Dog Con 7
Day 5: In which we see more (teddy) bears, Flash goes flying and we visit the Giant Jesus of the North
Today was fun, starting at around 10:30 when Sasha woke Flash and Leon out of a deep sleep by yelling “BEARS!” There was much laughing on the part of the other critters and maybe some humans. I did make Sasha clean up the boys poop.
(Flash: Fuck you guys! That was just not right!)
(Leon: I was dreaming about bears! I almost had a heart attack!)
(Daisy: The best part was when they both ran headfirst into that SmartBot.)
(Lulu: And it teleported them into the Meadow Room. Heeheehee.)
(Sasha: That was payback for the time you two wankers told me the cold fusion plant was heating up.)
Our first stop did involve bears, but of the teddy nature, not the cat devouring type. It was the World Famous Canadian Teddy Bear Museum and yep, it’s full of teddy bears.
250,000 of them.
There are teeny tiny bears, very old bears, humongous big bears (9+ meters tall!), ordinary bears, strange bears…pretty much every kind of teddy bear you can imagine, plus many more you can’t imagine (Vulcan & Klingon bears, Lovecraftian bears). The displays are very nice and you can pose with many of the larger bears. Brian, Lauren, Mary and I all posed with our heads inside various bear mouths. Avis posed with a James Bond bear. Daisy posed with all 13 Doctor bears and all of the Trek bears.
We bought t-shirts, bumper stickers, fridge magnets, the Teddy Bear Museum book and, yes, teddy bears.
After that stop, we ate lunch next to a beaver pond.
(Leon: OK, so they aren’t giant prehistoric mice.)
(Flash: They looked tasty, but man, those teeth.)
(Silky: I wish I could swim that well.)
After lunch, we traveled for a couple of hours, letting the bus drive itself. Most of us spent the time reading magazines from alternate Earths that we found in the Warehouse. The issues of Time and Newsweek were pretty fascinating, especially the ones about the Zombie Wars and the mass human die off (caused by comet dust) and the Beatles reunion in 1976.
Around about 2:00, the critters all went off to the Shoe Room to play. At some point, Flash got the bright idea to leap off a big pile of shoes onto a very large sneaker and then surf to the bottom of the pile. Unfortunately, about halfway down, the toe of the sneaker hit a buried boot and Flash went flying through the air. Just before he would have smacked headfirst into into the door, Grace opened it to ask if they wanted to come over to the Forest Room to see some deer.
Flash flew over her head, across the hall, through the Forest Room door and right onto the back of a big old buck. They both went racing off into the forest at high speed. About ten minutes later, Flash came staggering back, saying “Whoa!

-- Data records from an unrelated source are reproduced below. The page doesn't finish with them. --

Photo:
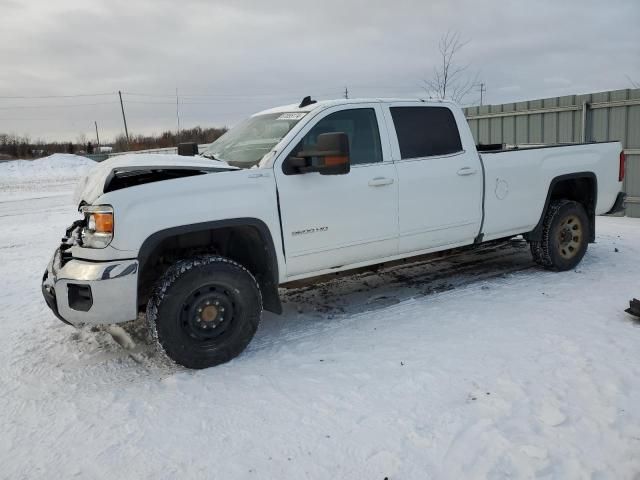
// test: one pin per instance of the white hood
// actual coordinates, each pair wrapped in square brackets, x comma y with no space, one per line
[92,185]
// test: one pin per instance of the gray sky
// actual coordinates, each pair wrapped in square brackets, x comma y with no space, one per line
[229,59]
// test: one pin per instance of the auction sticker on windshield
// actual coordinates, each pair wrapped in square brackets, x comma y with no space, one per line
[292,116]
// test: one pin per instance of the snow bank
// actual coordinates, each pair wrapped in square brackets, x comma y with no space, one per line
[56,167]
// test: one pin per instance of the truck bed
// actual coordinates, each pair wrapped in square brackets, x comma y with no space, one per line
[517,181]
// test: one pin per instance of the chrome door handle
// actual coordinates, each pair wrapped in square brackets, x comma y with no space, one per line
[467,171]
[380,181]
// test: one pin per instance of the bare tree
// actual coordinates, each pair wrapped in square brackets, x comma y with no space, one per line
[449,80]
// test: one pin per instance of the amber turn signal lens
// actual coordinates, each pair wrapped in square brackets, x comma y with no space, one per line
[104,222]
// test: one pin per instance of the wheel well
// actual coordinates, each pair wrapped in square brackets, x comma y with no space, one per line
[579,187]
[249,244]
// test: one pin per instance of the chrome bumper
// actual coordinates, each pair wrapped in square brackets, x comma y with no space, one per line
[82,292]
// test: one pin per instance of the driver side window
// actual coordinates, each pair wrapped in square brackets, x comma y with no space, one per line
[360,125]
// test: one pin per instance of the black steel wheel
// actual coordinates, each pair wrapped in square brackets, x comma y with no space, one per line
[204,311]
[565,236]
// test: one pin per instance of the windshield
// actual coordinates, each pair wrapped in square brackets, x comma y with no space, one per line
[245,144]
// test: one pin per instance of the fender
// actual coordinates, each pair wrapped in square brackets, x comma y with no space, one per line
[267,280]
[536,233]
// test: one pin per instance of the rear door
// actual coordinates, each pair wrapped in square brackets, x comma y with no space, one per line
[330,221]
[440,200]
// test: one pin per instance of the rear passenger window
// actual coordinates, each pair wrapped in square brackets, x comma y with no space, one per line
[425,131]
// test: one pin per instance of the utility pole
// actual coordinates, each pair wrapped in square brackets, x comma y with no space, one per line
[97,136]
[178,112]
[482,90]
[124,119]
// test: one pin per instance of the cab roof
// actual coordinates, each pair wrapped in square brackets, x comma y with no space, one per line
[322,104]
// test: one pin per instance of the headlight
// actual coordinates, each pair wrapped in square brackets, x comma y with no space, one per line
[99,226]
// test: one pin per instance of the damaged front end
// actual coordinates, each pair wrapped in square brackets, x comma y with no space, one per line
[126,177]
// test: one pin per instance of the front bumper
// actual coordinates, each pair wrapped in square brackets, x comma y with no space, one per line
[83,292]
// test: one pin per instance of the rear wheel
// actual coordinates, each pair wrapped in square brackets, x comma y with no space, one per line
[204,311]
[565,236]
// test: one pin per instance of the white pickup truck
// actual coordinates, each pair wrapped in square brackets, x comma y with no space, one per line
[202,243]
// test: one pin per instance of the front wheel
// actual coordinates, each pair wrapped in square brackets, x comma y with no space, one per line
[565,236]
[204,311]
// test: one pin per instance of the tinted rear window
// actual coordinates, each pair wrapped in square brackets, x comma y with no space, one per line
[425,131]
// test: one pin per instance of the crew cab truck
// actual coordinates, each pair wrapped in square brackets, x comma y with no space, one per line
[202,243]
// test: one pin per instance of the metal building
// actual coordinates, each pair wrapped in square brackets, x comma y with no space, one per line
[594,117]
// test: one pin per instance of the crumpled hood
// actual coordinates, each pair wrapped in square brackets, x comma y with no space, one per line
[96,181]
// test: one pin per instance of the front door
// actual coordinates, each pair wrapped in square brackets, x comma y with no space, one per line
[330,221]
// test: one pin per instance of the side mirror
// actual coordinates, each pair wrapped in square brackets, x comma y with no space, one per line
[188,149]
[330,156]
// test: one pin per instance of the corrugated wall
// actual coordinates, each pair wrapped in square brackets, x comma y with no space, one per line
[606,116]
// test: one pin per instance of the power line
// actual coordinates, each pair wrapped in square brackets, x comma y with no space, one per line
[57,96]
[57,105]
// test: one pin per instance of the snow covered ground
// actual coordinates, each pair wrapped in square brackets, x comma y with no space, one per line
[483,366]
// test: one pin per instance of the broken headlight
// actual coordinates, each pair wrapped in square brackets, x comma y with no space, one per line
[98,230]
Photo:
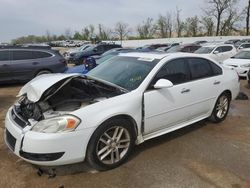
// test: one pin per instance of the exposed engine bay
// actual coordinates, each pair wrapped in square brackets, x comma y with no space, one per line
[65,96]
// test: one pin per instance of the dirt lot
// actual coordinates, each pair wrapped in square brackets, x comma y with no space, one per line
[201,155]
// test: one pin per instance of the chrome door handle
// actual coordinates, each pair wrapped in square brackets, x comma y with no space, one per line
[185,90]
[216,82]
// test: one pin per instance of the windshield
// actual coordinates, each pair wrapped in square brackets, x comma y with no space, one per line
[104,58]
[174,49]
[125,72]
[84,47]
[242,55]
[204,50]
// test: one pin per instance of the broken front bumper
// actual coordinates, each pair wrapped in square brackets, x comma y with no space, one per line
[46,149]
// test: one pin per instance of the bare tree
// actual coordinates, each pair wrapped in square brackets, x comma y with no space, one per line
[192,26]
[48,36]
[247,18]
[162,26]
[169,22]
[165,25]
[68,33]
[217,8]
[147,29]
[104,33]
[121,30]
[208,25]
[229,23]
[179,24]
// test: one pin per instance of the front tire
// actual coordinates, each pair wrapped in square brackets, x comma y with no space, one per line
[221,108]
[43,72]
[111,144]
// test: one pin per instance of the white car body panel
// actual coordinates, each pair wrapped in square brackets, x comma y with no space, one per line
[165,110]
[238,64]
[36,87]
[221,56]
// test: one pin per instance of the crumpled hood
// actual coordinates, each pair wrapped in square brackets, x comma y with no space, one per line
[36,87]
[236,62]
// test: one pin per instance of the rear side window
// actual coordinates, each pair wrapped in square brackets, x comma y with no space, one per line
[219,49]
[216,69]
[22,55]
[226,48]
[4,55]
[38,54]
[176,71]
[200,68]
[246,45]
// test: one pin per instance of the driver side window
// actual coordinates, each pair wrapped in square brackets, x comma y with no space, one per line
[176,71]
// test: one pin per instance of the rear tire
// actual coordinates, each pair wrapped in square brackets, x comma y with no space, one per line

That was SO cool!”. He then went to the living room for a nap
(Daisy: Jazz, you might want to rethink the whole having kittens thing.)
(Sadie: Maybe Sasha & Joe can build you some robot kittens.)
We are now in the far north of British Columbia and only minutes from the Giant Jesus of the North, which we CAN ALREADY SEE! That sucker must be huge. More blogging later.
We are stopped for the night in the town of Gruntly. Not a very large town, but the campground is very nice.
The Giant Jesus of the North was indeed huge. 300 feet tall and perched on top of a tall hill, you can see it from ten or more miles away. It was build and is maintained by the First Church Of Our Lord Jesus In Canada, the founder of which is a multimillionaire.
Old J is made of concrete, steel, marble and glass. He stands with his arms outstretched, as most giant Jesuses do. Thankfully, there are elevators that take you up to his head, from which you get an incredible view. The inside of the head is also just chock full of scripture and stuff.
Down at the inevitable gift shop, we bought the usual suspects. We did pass up the Deluxe Giant Jesus Bibles.
Right now, we’re getting ready to start dinner (TACOS!) and then have a night of alternate world television. Around 2:00 am, the bus will leave Gruntly and head north toward the Yukon and then Alaska.